東京都立大学大学院 博士後期課程 在籍
初台リハビリテーション病院にて脳卒中リハに従事のち独立
多発性硬化症(MS)の方やご家族から、「ヨガは疲れやすさやふらつきに役立つのか」という質問をよく受けます。結論から先にお伝えします。複数のシステマティックレビュー(多くの研究を集めてまとめた論文)とメタアナリシス(結果を数量的に統合した解析)では、ヨガは「何もしない・通常のケア」と比べて、MSの疲労感や気分(抑うつ)の指標を中くらいの差で軽くしたと報告されています1,2。一方で、ウォーキングや有酸素運動などの「他の運動」と比べると差はなく1、生活の質や歩行そのものへの上乗せ効果ははっきりしません1,4。含まれる研究は数が少なく、質の高い研究ばかりではないため、エビデンスの確実性は「非常に低い〜中程度」とされています1,4。この記事では、研究で分かっていることと分かっていないことを、できるだけ正直に整理します。

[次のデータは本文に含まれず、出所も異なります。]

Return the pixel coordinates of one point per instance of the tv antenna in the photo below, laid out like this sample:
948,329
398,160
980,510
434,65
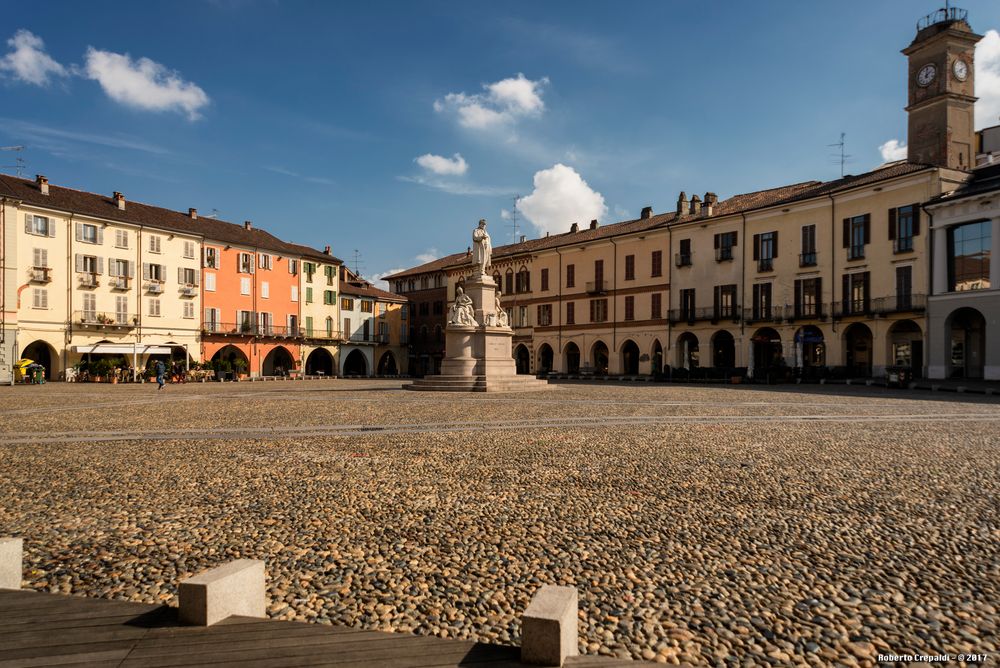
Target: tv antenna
19,163
843,158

ヨガは、ポーズ(姿勢の保持や重心の移動)、呼吸法、リラクセーション・瞑想を組み合わせた運動です。研究では、アイアンガーヨガ、アナンダヨガ、椅子を使ったチェアヨガなど、MSの方向けに動きを調整したプログラムがよく使われます6,8。MSでは、疲れやすさ(易疲労性)、ふらつき、気分の落ち込み、つっぱり(痙縮)などが生活に影響しやすく、ヨガはこれらに働きかけられないかという観点で長く取り上げられてきました1。
MSでは体温が上がると一時的に症状が強く出やすい「ウートフ現象」があるため、暑い部屋で行うホットヨガのような形は研究では扱われておらず、体温が上がりすぎない環境で行うことが前提になります。暑さ対策の考え方は、多発性硬化症とウートフ現象(暑さ対策)について解説した記事で扱っています。MSの運動療法全体の位置づけは、多発性硬化症(MS)の運動療法について解説した記事もあわせてご覧ください。
おおまかにまとめると、「通常のケアと比べると疲労感や気分の指標が中くらいの差で軽くなる。ただし他の運動と比べると差はなく、生活の質や歩行への上乗せははっきりしない」という内容です。
通常のケアと比べて、疲労は標準化平均差 −0.52(95%信頼区間 −1.02〜−0.02、p=0.04)、気分は −0.55(95%信頼区間 −0.96〜−0.13、p=0.01)で、ヨガ群のほうが軽くなりました。生活の質(0.06、p=0.64)と移動能力(−0.20、p=0.42)でははっきりした差はありませんでした。運動(トレッドミル歩行・有酸素/筋トレ・スポーツクライミング)と比べると、疲労・生活の質・移動能力のいずれも差はありませんでした。重い有害事象との関連はありませんでした。著者は「無作為化や割り付けの隠蔽を適切に報告した研究がそれぞれ1件のみで、内部妥当性は限られる。疲労と気分への効果はバイアスに対して頑健ではなかった」とし、「MSへの日常的な介入としてヨガを推奨できる根拠はない。推奨される運動が続けにくい方には選択肢になりうる」と結論づけています1。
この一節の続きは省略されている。